Experimental technique: Trizol (Takara, Japan) extracts total RNA, measures RNA concentration and purity.Adopt reverse transcription reagent (Takara, Japan) to carry out reverse transcription.And with the quantitative PCR instrument: Thermal Cycler Dice
TMTest on Real Time System (Takara, Japan).Primer sequence is as shown in table 1.Adopt SYBR Green I PCR test kit (Takara, Japan) to carry out expression conditions research.The employing three-step approach is carried out, and reaction system is 20 μ L, and annealing temperature is 60 ℃, and each sample carries out three times to be repeated, and date processing adopts Δ Δ C
tMethod.
Table 1 qRT-PCR primer sequence
Embodiment 3.Western Blot detects
Experiment material: Bio-Rad electrophresis apparatus; Bio-Rad gel imaging instrument.FXR, FGF15, Cyp7a1 antibody and corresponding two resists available from Santa Cruz Biotechnology (Santa Cruz, CA).GAPDH antibody is available from SunShine Biotechnology (Nanjing, China).Cell pyrolysis liquid: 10mM Tris-HCl (pH7.5), 1mM EGTA, 1mM MgCl2,1mM β-ME, 1%glycerine, protease inhibitor (containing 1mM DTT and 2mM PMSF).
Experimental technique:
1. get that appropriate (80~100mg) flesh tissue samples or the correct tissue sample of preserving add the total protein extraction agent (or nucleoprotein extraction agent) that 1ml contains protease inhibitor, extracting total protein (or nucleoprotein) after homogenate.

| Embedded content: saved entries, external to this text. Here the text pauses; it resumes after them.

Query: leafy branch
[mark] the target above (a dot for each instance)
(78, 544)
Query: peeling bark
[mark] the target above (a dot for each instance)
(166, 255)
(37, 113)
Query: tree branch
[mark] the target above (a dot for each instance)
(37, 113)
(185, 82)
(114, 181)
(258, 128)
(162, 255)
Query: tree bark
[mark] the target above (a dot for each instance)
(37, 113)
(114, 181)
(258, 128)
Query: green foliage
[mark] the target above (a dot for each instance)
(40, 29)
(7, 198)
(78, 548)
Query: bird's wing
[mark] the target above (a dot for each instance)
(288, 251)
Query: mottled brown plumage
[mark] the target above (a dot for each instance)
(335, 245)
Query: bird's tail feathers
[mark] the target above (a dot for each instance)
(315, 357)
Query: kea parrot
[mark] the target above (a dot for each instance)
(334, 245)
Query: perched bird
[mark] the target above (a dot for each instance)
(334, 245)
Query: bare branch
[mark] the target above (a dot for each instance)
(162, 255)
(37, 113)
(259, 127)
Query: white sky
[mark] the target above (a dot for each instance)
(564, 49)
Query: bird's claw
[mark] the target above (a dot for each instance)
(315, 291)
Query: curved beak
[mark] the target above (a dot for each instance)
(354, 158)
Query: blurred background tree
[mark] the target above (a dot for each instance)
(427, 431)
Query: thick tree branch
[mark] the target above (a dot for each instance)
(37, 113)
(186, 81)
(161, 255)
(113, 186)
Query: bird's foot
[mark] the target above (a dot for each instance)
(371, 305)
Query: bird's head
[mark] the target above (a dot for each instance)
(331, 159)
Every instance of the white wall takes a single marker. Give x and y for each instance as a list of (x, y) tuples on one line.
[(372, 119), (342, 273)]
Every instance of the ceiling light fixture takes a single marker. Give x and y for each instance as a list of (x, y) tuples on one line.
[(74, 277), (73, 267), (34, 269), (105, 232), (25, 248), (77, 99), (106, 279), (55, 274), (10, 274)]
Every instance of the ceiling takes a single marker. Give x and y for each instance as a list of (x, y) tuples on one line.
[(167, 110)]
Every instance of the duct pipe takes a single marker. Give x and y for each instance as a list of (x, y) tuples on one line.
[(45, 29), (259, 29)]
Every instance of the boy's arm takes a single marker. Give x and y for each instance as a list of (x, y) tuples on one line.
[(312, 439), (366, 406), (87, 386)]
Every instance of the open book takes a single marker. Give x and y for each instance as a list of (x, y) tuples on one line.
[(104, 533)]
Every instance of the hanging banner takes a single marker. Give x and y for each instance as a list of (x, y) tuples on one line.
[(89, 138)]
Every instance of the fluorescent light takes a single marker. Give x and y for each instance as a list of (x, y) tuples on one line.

2. quantification of protein: press the operation of BCA quantification of protein test kit operating instruction, working sample concentration.
3. prepare before the protein sample loading: sample is diluted to same concentrations with lysis buffer, add respectively 4 * sample-loading buffer (sample volume: 4 * sample-loading buffer=3: 1), mixing, and boiling in 95-100 ℃.Cooled on ice after 5min, loading (applied sample amount is every duct 50-100 μ g albumen).
4. electrophoresis: the preparation running gel, carry out SDS-PAGE.Concentrated glue constant voltage 75V, approximately 60min; Separation gel constant voltage 115V, approximately 90min.
5. shift (half dry type transfer):
1. electrophoresis after finishing cuts adhesive tape to suitable size, with transferring film buffer balance.
2. pvdf membrane activation: cut out in advance the pvdf membrane onesize with adhesive tape, soaked 1-2 minute in methanol, then soaked 1-2 minute in ultra-pure water, immersed at last in the transferring film buffer balance 5 minutes.
3. transferring film: membrane-transferring device is put well by the order of carbon anode plate, filter paper, film, gel, filter paper, negative electrode carbon plate from bottom to up successively, removes bubble.Switch on power, (0.2 ampere, the glue of 1cm thickness shifted 1.5 hours in constant current; 1.5cm 0.3 ampere, the glue of thickness, transferase 12 hour).After shifting end, deenergization takes out film, gets film bar to be measured and does immunoblotting.
6. immunoreation:
1. 37 ℃ of 1hr are steadily shaken in 5% milk (TBS/T preparation) sealing; Or spend the night in 4 ℃ of placements.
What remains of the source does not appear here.